Crude heavy in sulfur is less expensive because not many refiners can process it. New government specifications that lower sulfur levels in gasoline and diesel have also dampened its price because some refiners only want oil with little sulfur.
During the first quarter, low prices for heavy oils and rising prices for gasoline and other refined products helped boost refiners' earnings. At Valero Energy (VLO - Get Report), the country's largest refiner, profits soared 59%, while earnings jumped 67% at Frontier Oil (FTO) and 54% at Tesoro (TSO). Holly's (HOC) profits skyrocketed 244%. In contrast, Sunoco's (SUN - Get Report) profit plummeted 32% largely because it can only process costly oil low in sulfur.
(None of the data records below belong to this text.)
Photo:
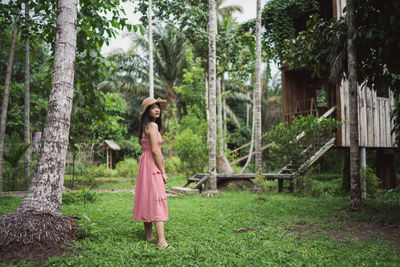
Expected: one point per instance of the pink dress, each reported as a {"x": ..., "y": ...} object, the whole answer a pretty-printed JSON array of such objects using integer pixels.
[{"x": 150, "y": 198}]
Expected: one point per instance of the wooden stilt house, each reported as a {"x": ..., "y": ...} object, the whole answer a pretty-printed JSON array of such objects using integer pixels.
[
  {"x": 109, "y": 145},
  {"x": 303, "y": 95}
]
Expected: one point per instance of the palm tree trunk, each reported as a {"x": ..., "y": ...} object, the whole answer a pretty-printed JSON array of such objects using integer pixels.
[
  {"x": 220, "y": 129},
  {"x": 224, "y": 115},
  {"x": 356, "y": 202},
  {"x": 170, "y": 93},
  {"x": 257, "y": 115},
  {"x": 151, "y": 77},
  {"x": 6, "y": 94},
  {"x": 27, "y": 156},
  {"x": 45, "y": 191},
  {"x": 212, "y": 123},
  {"x": 253, "y": 127}
]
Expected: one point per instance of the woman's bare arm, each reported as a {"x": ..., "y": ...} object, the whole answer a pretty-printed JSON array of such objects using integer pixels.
[{"x": 153, "y": 133}]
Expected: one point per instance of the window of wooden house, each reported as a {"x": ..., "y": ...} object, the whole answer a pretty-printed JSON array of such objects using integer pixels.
[
  {"x": 382, "y": 92},
  {"x": 321, "y": 97}
]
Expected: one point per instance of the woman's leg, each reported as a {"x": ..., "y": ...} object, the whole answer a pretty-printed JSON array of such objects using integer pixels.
[
  {"x": 160, "y": 234},
  {"x": 149, "y": 231}
]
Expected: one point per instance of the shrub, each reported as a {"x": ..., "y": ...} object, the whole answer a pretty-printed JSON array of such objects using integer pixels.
[
  {"x": 88, "y": 226},
  {"x": 317, "y": 132},
  {"x": 391, "y": 196},
  {"x": 127, "y": 168},
  {"x": 85, "y": 195},
  {"x": 192, "y": 151},
  {"x": 372, "y": 182}
]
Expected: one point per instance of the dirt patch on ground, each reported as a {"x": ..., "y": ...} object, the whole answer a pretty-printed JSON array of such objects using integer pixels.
[
  {"x": 343, "y": 230},
  {"x": 235, "y": 184}
]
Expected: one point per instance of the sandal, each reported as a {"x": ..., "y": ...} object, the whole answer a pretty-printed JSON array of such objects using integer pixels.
[{"x": 168, "y": 246}]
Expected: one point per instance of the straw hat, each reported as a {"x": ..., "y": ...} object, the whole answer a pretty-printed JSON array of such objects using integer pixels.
[{"x": 150, "y": 101}]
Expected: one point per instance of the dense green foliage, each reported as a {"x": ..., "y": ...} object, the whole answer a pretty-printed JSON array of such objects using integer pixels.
[
  {"x": 283, "y": 230},
  {"x": 319, "y": 44}
]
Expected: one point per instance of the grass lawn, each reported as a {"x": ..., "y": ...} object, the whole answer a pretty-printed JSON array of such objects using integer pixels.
[{"x": 283, "y": 230}]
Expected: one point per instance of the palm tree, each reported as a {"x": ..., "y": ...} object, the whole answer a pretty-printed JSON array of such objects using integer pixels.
[
  {"x": 4, "y": 106},
  {"x": 227, "y": 10},
  {"x": 39, "y": 213},
  {"x": 212, "y": 26}
]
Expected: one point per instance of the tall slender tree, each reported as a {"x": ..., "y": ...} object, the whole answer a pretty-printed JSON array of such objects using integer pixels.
[
  {"x": 6, "y": 93},
  {"x": 27, "y": 155},
  {"x": 356, "y": 202},
  {"x": 151, "y": 72},
  {"x": 257, "y": 92},
  {"x": 212, "y": 123}
]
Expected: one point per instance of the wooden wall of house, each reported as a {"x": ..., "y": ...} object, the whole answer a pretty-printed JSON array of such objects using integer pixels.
[{"x": 374, "y": 122}]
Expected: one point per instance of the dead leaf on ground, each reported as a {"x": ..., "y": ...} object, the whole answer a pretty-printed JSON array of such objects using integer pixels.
[{"x": 244, "y": 229}]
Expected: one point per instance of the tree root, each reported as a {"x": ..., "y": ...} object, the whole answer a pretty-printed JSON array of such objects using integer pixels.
[{"x": 34, "y": 235}]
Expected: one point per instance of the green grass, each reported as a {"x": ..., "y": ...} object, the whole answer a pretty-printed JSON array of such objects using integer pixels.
[{"x": 203, "y": 232}]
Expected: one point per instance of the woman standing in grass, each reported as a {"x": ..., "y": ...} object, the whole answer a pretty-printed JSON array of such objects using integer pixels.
[{"x": 150, "y": 197}]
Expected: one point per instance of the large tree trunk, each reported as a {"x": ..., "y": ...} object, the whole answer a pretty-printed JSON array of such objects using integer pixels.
[
  {"x": 356, "y": 202},
  {"x": 224, "y": 115},
  {"x": 385, "y": 169},
  {"x": 223, "y": 165},
  {"x": 6, "y": 94},
  {"x": 27, "y": 156},
  {"x": 253, "y": 127},
  {"x": 212, "y": 122},
  {"x": 257, "y": 115},
  {"x": 151, "y": 75},
  {"x": 220, "y": 128},
  {"x": 45, "y": 191},
  {"x": 170, "y": 93},
  {"x": 39, "y": 214}
]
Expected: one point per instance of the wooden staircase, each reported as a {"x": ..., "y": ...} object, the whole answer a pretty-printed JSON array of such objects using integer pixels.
[{"x": 286, "y": 173}]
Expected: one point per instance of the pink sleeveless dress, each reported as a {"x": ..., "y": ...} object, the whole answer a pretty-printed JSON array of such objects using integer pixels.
[{"x": 150, "y": 198}]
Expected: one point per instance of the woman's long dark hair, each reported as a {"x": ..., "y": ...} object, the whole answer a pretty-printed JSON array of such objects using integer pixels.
[{"x": 146, "y": 119}]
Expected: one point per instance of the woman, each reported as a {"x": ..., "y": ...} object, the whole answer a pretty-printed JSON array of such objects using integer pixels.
[{"x": 150, "y": 198}]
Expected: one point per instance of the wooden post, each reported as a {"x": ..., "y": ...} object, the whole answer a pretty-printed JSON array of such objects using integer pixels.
[
  {"x": 107, "y": 156},
  {"x": 280, "y": 185}
]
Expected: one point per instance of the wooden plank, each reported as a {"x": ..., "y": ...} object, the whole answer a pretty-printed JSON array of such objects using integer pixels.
[
  {"x": 370, "y": 119},
  {"x": 245, "y": 157},
  {"x": 316, "y": 156},
  {"x": 298, "y": 137},
  {"x": 325, "y": 115},
  {"x": 364, "y": 125},
  {"x": 382, "y": 126},
  {"x": 375, "y": 110},
  {"x": 201, "y": 182},
  {"x": 253, "y": 175},
  {"x": 361, "y": 132},
  {"x": 346, "y": 128},
  {"x": 392, "y": 105}
]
"We had the highest first-quarter earnings in the company's history, and the outlook for the rest of the year is even better," said Bill Klesse, Valero's chief executive, in a conference call last month.Analysts, accordingly, raised their annual estimates for Valero's earnings over the past month to a mean average of $7.92 a share in a Thomson First Call poll. At Holly, projections advanced to $6.13 a share from $5.91. Forecasts for Frontier Oil climbed to $5.19 a share, and Tesoro is expected to make $8.01. The estimates surpass results in 2005, when a pair of hurricanes shut down much of the Gulf Coast's refining industry. Last year, Valero earned $6.10 per share, Holly made $5.30, and Frontier $4.80. Tesoro earned $7.20 a share. "We have a tiger on our hands in the energy complex," says James Ritterbusch, president of Ritterbusch & Associates, an energy consultancy in Galena, Ill. "Refineries are plugged in for another good year." This year, changes in fuel requirements are expected to cut supplies and drive up prices in the short term, boosting refiners' returns. Refiners have been draining their tanks of gasoline containing methyl tertiary butyl ether, or MTBE, which, though it reduces tailpipe emissions and allows gasoline to burn cleaner, has been linked to groundwater pollution. Starting May 5, refiners lose protection from hundreds of water-contamination lawsuits, as mandated by the federal Energy Policy Act of 2005.